We are going to have a baby girl next February. When I was looking for toys for her. I found an animal shaped wooden rattle, but I couldn’t find a cat shaped one and I decided to make it by myself.
- For frame: 4″ x 5″ x 3/4″
- For rattles: 3/4″ x 3/4″ x 1/4″ (two thin circles)
- For rattles: 3/4″ x 3/4″ x 3/4 (two thicker circles. cylinders?)
- For rattles: 3/4″ x 3/4″ x 1/4″ (one thin circles)
- 1/4″ x 3.5″ (a bit longer than actual)
You can make this from one type of wood. I wanted to make a white frame but all maple rattle wasn’t good sound (a bit dull lower sound) and I added a cherry (solid high sound). Its make a mixed sound. Well it’s very subtle difference though.
- Fostner bit: 1-3/8″ (or Holesaw)
- Bandsaw (circular saw or coping saw)
- Sandpapers (#80, #100, #120, #150, #180, #240)
- Drill press (or drill)
- 3/8″ drill bit (for rattles)
- 1/4″ drill bit (for a dowel)
- Electric Iron (or spray adhesive)
- Mineral oil (cutting board oil) + beeswax for finishing
You can print out with the letter size.
1. Make a hole
I used 1-3/8″ diameter fostner bit with a drill press, but my WEN 8″ 1/3 HP doesn’t have a enough power to make this size hole on a hardwood. The motor stopped often. Perhaps holesaw was better?
2. Cut a cat shape
I used that Rikon bandsaw. There was a limitation to cut a curled tail and I had to change the design.
3. Make a hole for a rattle
I used the drill press, but it doesn’t have enough height with 1/4″ drill bit. I had to put a box on the base of drill press, and I could make a hole. I should’ve bought a bigger drill press.
4. Make rattles
I made one hard maple cube and make a 3/8″ hole in the center, then sand down to make a cylinder with a sander. I sliced it to two cylinders. I made a cherry version of the same shape.
I made a two cubes with cherry and made a 3/8″ hole in the center. This is also sand down to make a cylinder, but it’s a thicker than the above one.
This is my sander. It’s a enough for this job. Home depot is cheaper than Amazon.
5. Sanding, sanding and sanding
I didn’t have a nice rasp, so I used #80 sandpaper to take out bandsaw teeth mark. Then I started sanding with #100, #120, #150, #180 and #240. I did the same sanding for the small rattle parts and dowel too. I was making this after my daytime work, and it took a couple of days to finish sanding. This sanding is a most of time for this toy. Is there any better way?
This is easy part. Stick the dowel and add cylinders and glue the top and end of the dowel. I cut the left over dowel after dried out the glue. Again sanding the end of dowels. I needed to make thinner the dowel to go through the 1/4″ holes.

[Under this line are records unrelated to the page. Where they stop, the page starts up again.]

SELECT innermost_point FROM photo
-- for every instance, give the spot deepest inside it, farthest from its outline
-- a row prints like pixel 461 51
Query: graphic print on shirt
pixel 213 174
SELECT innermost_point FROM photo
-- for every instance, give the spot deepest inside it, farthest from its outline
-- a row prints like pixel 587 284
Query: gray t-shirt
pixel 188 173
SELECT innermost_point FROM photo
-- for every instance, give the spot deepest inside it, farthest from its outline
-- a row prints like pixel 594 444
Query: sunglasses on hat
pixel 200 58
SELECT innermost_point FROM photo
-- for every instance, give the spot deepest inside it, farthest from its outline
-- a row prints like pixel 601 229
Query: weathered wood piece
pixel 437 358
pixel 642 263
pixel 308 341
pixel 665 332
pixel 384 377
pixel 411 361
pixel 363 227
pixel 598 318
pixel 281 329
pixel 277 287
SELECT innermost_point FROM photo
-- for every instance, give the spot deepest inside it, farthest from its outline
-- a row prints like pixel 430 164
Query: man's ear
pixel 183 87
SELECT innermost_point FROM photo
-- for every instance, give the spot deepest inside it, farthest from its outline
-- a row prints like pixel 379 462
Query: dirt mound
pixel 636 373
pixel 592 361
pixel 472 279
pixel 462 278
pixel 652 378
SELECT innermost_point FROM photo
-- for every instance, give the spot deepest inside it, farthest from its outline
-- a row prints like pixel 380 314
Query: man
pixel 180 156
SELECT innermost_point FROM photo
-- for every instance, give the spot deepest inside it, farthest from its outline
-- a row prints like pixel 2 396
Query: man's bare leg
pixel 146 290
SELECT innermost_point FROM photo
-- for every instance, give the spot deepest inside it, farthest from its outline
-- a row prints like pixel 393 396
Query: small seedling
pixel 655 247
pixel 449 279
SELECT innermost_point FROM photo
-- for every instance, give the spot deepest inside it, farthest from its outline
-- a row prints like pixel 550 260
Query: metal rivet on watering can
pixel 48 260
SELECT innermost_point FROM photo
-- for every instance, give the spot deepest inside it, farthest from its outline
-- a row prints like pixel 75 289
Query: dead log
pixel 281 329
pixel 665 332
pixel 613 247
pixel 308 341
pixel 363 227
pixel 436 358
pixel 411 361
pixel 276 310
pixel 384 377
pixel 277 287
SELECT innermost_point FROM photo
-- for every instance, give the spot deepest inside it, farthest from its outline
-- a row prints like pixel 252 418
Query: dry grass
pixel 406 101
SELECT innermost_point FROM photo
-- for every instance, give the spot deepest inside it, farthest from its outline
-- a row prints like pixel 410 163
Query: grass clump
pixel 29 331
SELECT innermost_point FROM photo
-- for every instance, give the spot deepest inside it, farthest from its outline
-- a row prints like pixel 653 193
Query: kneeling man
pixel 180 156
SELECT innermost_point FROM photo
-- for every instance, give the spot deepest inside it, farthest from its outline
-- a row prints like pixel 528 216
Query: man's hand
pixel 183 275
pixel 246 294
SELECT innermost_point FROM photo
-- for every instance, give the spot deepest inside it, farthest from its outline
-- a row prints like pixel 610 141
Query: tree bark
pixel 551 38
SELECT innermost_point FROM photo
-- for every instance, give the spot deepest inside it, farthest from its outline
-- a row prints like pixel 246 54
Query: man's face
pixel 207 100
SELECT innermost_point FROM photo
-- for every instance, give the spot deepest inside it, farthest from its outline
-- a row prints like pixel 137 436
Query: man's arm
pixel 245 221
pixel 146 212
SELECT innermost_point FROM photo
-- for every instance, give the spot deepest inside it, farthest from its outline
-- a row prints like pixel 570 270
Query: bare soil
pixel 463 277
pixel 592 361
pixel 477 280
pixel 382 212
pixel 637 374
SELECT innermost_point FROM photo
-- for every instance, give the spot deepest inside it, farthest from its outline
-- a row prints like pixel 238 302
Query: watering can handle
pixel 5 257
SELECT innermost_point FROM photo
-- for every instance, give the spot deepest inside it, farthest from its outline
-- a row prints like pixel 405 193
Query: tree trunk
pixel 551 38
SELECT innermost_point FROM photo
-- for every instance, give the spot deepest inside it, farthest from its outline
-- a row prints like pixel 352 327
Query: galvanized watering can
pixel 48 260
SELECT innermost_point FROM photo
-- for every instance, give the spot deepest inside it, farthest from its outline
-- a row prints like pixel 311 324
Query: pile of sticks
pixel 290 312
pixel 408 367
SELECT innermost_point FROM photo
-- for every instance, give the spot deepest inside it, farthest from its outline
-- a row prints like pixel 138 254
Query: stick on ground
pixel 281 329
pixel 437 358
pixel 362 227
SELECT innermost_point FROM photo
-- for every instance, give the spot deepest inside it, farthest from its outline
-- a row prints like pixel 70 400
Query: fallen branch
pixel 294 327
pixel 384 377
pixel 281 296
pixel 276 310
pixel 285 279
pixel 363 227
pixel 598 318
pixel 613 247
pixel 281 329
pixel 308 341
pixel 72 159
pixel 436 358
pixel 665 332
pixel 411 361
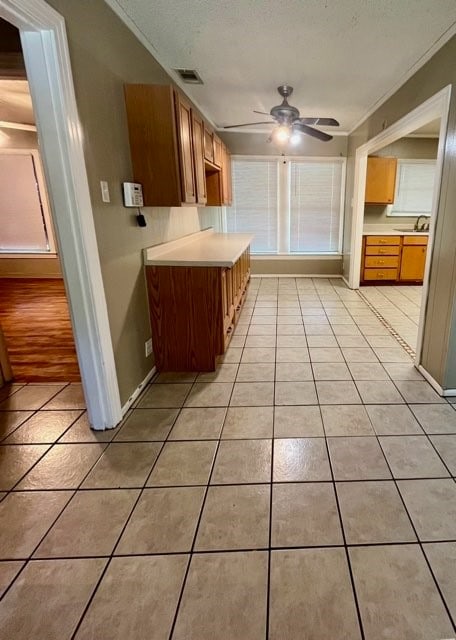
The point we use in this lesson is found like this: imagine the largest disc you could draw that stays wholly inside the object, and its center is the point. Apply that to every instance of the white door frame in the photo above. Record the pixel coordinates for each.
(47, 60)
(435, 107)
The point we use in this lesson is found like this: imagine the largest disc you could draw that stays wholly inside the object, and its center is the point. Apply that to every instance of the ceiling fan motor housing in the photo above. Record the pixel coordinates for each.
(284, 113)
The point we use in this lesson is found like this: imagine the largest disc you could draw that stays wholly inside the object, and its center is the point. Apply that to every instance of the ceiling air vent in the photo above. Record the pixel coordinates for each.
(190, 76)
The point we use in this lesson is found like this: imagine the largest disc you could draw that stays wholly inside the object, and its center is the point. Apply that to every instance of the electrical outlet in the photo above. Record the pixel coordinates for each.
(105, 191)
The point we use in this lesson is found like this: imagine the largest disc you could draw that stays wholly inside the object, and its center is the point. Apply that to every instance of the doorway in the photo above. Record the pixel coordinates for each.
(392, 274)
(34, 313)
(47, 62)
(434, 109)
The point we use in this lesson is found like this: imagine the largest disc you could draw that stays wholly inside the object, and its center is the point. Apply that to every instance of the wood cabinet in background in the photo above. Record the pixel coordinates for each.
(394, 258)
(186, 156)
(198, 153)
(413, 258)
(193, 311)
(380, 180)
(175, 155)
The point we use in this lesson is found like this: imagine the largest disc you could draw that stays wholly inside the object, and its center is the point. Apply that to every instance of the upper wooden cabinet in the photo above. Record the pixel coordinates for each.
(186, 155)
(170, 145)
(208, 145)
(198, 153)
(380, 180)
(227, 196)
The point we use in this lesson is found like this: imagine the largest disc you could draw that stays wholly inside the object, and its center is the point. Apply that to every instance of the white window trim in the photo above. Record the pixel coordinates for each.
(52, 251)
(284, 180)
(404, 214)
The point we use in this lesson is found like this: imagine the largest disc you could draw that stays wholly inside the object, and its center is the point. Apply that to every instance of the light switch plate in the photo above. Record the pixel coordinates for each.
(105, 191)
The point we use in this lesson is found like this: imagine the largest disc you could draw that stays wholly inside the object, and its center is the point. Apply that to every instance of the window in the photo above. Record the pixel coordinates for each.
(414, 188)
(290, 206)
(255, 203)
(24, 213)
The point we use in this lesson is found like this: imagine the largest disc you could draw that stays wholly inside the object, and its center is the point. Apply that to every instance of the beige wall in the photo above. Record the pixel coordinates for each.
(410, 149)
(254, 144)
(301, 266)
(104, 56)
(439, 347)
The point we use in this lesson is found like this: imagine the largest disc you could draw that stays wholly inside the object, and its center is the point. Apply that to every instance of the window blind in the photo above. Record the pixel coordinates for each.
(255, 203)
(315, 206)
(414, 188)
(21, 216)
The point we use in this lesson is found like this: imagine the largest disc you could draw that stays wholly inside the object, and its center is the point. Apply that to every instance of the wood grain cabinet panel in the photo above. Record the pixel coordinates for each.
(193, 311)
(401, 262)
(208, 145)
(198, 154)
(413, 258)
(186, 152)
(380, 180)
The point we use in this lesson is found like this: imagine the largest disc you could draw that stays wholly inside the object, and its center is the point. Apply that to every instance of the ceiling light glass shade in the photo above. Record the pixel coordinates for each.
(282, 134)
(295, 138)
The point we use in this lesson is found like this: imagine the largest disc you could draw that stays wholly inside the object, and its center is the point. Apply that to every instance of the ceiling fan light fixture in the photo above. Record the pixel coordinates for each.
(282, 134)
(295, 138)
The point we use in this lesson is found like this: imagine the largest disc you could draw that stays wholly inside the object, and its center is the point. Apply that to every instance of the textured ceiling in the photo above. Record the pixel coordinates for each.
(342, 58)
(16, 102)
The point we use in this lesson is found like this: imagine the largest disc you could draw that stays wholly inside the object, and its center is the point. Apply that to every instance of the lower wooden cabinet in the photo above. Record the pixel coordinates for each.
(193, 312)
(413, 262)
(394, 258)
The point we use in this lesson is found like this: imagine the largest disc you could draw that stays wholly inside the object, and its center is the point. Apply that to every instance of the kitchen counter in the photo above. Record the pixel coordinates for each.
(202, 249)
(393, 232)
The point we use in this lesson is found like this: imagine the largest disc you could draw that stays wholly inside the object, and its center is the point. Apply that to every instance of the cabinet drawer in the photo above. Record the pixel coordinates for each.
(422, 240)
(383, 262)
(391, 250)
(380, 240)
(380, 274)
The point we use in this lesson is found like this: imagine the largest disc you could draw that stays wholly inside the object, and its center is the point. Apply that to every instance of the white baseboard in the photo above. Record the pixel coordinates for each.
(434, 384)
(139, 389)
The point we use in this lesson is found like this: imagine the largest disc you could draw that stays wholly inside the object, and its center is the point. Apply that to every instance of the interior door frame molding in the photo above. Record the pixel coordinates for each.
(47, 60)
(437, 106)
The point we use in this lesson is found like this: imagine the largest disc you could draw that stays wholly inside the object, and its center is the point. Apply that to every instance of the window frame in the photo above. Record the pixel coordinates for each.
(390, 213)
(284, 200)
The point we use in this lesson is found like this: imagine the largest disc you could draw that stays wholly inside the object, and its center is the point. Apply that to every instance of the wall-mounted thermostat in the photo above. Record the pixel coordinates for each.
(132, 193)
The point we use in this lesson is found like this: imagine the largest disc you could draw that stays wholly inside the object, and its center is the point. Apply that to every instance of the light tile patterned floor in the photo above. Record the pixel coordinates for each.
(400, 307)
(306, 489)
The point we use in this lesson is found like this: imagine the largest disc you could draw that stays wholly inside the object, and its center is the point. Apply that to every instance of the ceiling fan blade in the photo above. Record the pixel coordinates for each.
(315, 133)
(246, 124)
(322, 122)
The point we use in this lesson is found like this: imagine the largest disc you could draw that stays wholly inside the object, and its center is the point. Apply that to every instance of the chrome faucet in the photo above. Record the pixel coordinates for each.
(424, 226)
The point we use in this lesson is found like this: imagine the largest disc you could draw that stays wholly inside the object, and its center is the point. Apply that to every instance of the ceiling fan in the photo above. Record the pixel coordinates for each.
(289, 122)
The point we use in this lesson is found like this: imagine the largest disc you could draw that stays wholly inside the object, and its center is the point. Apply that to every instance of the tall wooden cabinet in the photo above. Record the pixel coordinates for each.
(380, 180)
(175, 155)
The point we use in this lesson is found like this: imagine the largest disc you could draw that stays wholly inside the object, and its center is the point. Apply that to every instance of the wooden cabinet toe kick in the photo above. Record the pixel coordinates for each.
(194, 311)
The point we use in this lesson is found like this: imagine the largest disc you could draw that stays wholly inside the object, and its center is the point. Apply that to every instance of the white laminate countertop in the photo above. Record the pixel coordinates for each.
(202, 249)
(388, 231)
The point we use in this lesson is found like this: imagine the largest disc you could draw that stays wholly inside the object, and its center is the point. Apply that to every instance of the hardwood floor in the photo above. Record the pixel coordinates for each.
(35, 319)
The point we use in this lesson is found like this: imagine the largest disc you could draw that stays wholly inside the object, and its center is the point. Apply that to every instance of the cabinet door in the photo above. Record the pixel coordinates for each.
(187, 167)
(217, 151)
(198, 150)
(380, 180)
(226, 176)
(412, 263)
(208, 145)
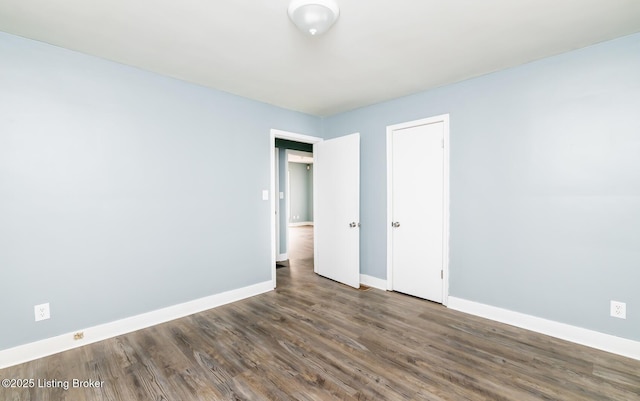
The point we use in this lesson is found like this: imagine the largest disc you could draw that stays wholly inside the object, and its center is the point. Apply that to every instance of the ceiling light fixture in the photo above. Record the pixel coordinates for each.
(313, 17)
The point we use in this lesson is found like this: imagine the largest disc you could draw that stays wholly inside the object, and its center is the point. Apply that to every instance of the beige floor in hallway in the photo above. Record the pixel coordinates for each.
(315, 339)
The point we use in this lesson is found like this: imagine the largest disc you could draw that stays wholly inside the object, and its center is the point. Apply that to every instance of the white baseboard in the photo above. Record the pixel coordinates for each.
(301, 223)
(374, 282)
(53, 345)
(590, 338)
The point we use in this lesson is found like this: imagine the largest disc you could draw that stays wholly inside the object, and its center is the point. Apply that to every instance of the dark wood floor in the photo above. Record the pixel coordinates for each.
(314, 339)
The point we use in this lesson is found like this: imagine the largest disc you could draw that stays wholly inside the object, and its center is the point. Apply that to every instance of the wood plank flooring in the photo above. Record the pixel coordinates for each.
(315, 339)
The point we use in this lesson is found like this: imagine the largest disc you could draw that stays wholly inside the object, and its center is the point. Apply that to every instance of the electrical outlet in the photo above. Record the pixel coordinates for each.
(42, 312)
(619, 309)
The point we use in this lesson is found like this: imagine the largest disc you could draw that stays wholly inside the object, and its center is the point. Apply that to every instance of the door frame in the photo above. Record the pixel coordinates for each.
(275, 133)
(444, 118)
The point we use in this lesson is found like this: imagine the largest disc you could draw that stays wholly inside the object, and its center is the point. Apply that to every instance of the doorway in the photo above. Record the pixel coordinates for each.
(418, 208)
(336, 205)
(279, 190)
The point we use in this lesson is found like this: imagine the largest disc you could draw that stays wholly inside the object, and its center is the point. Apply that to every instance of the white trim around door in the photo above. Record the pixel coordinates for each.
(445, 261)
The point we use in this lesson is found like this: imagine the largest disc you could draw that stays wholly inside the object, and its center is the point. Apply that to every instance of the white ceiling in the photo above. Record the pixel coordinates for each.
(377, 50)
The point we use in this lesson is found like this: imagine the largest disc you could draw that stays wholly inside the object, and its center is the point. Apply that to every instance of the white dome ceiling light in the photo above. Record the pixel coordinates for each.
(313, 17)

I bought a cutting board oil from Amazon and beeswax from a local store (Let It Bee Honey and More). The ratio is 8 oz mineral oil and 2 oz beeswax, but beeswax wasn’t enough amount because a center area of container is very waterly. I think I needed 3oz or more beeswax. I applied the beeswax paste with soft cloth and applied it the next day again.
Trials and error
From right side, free hand, tail is a bit tight for bandsaw, and good one pine version and the final version.